Fandom: !Originali
Personaggi: Inye, Rohin, (Daniel Portman)
Genere:
Avvisi:
Rating:
Capitoli: 5/?
Note: Questa storia nasce e si basa sull'universo creato dagli amministratori di Mari di Challenge per Le Cronace di Minthe. Non ho fatto altro che riunire in un unico file tutte le mie entry postate nel corso del 2013 sulla community dedicata alla storia.

Riassunto: E' il primo gennaio 2016 e un contingente militare terrestre raggiunge il pianeta Minthe. Sette giorni dopo, alle ore 20.37 l'operazione combinata ideata dal generale Carnival e poi messa a punto dallo stesso con la collaborazione dei suoi colleghi i generali Grants, Moulder, Vicary, Fetch, Housseini, Mali, Biagioni, Kousaka e Dmitrienko, porta le dieci navi ammiraglie degli eserciti uniti terrestri nei cieli in corrispondenza delle dieci grandi Città Libere di Selecta, Vanste, Melek, Avaste, Balaie, Serene, Miloto, Fauxi, Leverex e Giastga.
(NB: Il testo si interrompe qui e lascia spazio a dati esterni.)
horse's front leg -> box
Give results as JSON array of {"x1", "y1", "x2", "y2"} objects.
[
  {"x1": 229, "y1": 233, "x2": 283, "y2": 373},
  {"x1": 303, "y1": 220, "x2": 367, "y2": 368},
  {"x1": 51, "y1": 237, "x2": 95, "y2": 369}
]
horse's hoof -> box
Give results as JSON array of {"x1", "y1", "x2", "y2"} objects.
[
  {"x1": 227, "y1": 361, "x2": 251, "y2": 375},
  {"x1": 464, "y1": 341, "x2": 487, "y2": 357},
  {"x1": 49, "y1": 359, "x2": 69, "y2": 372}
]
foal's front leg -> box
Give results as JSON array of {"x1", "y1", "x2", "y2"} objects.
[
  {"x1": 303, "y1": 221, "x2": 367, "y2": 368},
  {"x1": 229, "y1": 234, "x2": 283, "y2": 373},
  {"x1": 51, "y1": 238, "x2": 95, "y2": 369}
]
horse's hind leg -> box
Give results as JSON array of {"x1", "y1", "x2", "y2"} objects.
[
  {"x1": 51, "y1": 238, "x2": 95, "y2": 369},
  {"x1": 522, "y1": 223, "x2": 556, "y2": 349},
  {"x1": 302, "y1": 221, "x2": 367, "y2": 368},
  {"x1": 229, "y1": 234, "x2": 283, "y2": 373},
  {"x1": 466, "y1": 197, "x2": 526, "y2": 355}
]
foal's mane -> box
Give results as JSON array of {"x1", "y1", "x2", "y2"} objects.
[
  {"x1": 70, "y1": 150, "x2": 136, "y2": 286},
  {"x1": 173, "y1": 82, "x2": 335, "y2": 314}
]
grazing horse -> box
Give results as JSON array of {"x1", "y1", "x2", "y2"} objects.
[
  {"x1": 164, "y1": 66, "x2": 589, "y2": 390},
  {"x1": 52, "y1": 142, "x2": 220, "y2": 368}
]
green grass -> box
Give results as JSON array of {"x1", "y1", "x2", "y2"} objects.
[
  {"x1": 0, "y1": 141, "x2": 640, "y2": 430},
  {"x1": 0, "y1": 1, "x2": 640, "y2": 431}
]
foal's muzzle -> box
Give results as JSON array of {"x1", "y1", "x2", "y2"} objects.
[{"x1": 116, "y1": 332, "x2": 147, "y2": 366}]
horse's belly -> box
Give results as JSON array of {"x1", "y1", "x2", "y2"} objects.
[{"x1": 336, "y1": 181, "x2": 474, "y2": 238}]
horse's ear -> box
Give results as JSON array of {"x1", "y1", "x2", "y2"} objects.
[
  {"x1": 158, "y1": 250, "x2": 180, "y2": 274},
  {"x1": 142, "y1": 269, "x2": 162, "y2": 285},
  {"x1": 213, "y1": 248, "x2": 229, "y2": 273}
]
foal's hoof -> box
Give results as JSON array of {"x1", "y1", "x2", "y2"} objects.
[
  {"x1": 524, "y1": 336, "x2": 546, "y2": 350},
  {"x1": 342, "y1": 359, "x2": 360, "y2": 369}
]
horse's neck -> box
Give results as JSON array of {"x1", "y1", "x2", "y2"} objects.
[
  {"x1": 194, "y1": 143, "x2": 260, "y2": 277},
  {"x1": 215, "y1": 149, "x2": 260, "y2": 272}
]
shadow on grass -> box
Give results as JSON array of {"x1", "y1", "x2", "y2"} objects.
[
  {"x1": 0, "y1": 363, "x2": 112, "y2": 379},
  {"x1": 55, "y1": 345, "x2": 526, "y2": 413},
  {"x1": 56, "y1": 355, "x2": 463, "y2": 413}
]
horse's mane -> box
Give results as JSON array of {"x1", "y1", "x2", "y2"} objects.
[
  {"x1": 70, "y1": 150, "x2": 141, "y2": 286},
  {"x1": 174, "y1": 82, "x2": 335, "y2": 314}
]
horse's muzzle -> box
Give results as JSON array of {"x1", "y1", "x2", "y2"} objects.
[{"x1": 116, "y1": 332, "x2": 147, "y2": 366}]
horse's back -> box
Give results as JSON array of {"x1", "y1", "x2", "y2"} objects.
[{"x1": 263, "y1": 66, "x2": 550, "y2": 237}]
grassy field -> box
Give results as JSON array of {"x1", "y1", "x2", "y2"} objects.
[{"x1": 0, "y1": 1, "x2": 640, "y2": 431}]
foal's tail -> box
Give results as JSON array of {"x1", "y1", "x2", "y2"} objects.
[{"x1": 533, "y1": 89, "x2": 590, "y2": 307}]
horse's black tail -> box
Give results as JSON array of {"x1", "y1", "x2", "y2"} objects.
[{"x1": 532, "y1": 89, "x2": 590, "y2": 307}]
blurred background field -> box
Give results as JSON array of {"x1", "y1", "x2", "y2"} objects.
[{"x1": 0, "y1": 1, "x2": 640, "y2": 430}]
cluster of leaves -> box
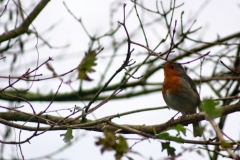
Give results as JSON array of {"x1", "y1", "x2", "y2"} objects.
[
  {"x1": 96, "y1": 130, "x2": 129, "y2": 159},
  {"x1": 200, "y1": 99, "x2": 223, "y2": 119}
]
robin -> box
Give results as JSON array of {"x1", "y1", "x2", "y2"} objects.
[{"x1": 162, "y1": 62, "x2": 202, "y2": 137}]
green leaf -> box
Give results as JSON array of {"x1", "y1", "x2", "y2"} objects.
[
  {"x1": 200, "y1": 99, "x2": 223, "y2": 119},
  {"x1": 157, "y1": 132, "x2": 184, "y2": 143},
  {"x1": 161, "y1": 142, "x2": 175, "y2": 157},
  {"x1": 63, "y1": 123, "x2": 73, "y2": 143},
  {"x1": 167, "y1": 124, "x2": 186, "y2": 136},
  {"x1": 78, "y1": 51, "x2": 97, "y2": 81}
]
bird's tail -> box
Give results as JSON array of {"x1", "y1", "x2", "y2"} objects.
[{"x1": 193, "y1": 122, "x2": 203, "y2": 137}]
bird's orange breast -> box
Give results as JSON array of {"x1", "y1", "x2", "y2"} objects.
[{"x1": 162, "y1": 75, "x2": 182, "y2": 94}]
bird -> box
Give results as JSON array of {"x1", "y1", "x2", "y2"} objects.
[{"x1": 162, "y1": 62, "x2": 202, "y2": 137}]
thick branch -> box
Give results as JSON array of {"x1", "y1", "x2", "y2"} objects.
[{"x1": 0, "y1": 102, "x2": 240, "y2": 135}]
E le distrugge.
THE CHRONICLES OF MINTHE:
giorno 7/8 dall'invasione


Inye, Miloto. Inizio dei bombardamenti

Una vena, quando viene tagliata, sgorga sangue rosso brillante e la pelle si colora quasi subito, come fa la tela quando ci rovesci sopra della vernice. Fino a dodici ore fa, questa era l’unica cosa a cui riuscissi a pensare. Pensavo a mia madre e a come è morta sull’altare del santuario, con la gola tagliata. Il sangue si è sparso dappertutto, non solo su di lei ma sulle scale e lungo la navata, dissacrando non solo il suo corpo ma anche il santuario, tanto che per qualche giorno non si è capito se fosse un atto contro mia madre o contro Lith.
Per tutti i mesi che hanno seguito la sua morte, mentre mio padre e la cerchia più stretta dei sacerdoti cercava i colpevoli tra le Città Libere dove pensavamo che ci fosse più probabilità di trovarli nascosti, non ho voluto altro che vedergli fare la stessa fine. Lo so che il sangue non va versato, che è per quello di mia madre sull’altare che gli assassini devono pagare, e versarne altro sarebbe non solo blasfemo ma scatenerebbe un omicidio dopo l’altro finché - se quello che mio padre dice è vero e tutti i Phade sono imparentati tra loro per un verso o per l’altro - non resterebbe più vivo nessuno di noi. Ma queste sono cose facili da mandare a memoria, ma difficili da mettere in pratica. Quando mio padre ha spinto la testa dell’assassino nella vasca d’acqua e quello ha cominciato ad agitarsi, io ho pensato che non era sufficiente, che il sangue chiama sangue nei rituali - così diceva mia madre - e avrebbe dovuto chiamarne anche in caso di omicidio, che sarebbe stato giusto versare il sangue dell’assassino e poi lasciarlo invendicato come punizione.
Ho stretto la mano di Moiw per darle un po’ di coraggio e ho cercato di concentrarmi sul canto rituale e di non perdere la mia strofa, ma non è mai arrivata.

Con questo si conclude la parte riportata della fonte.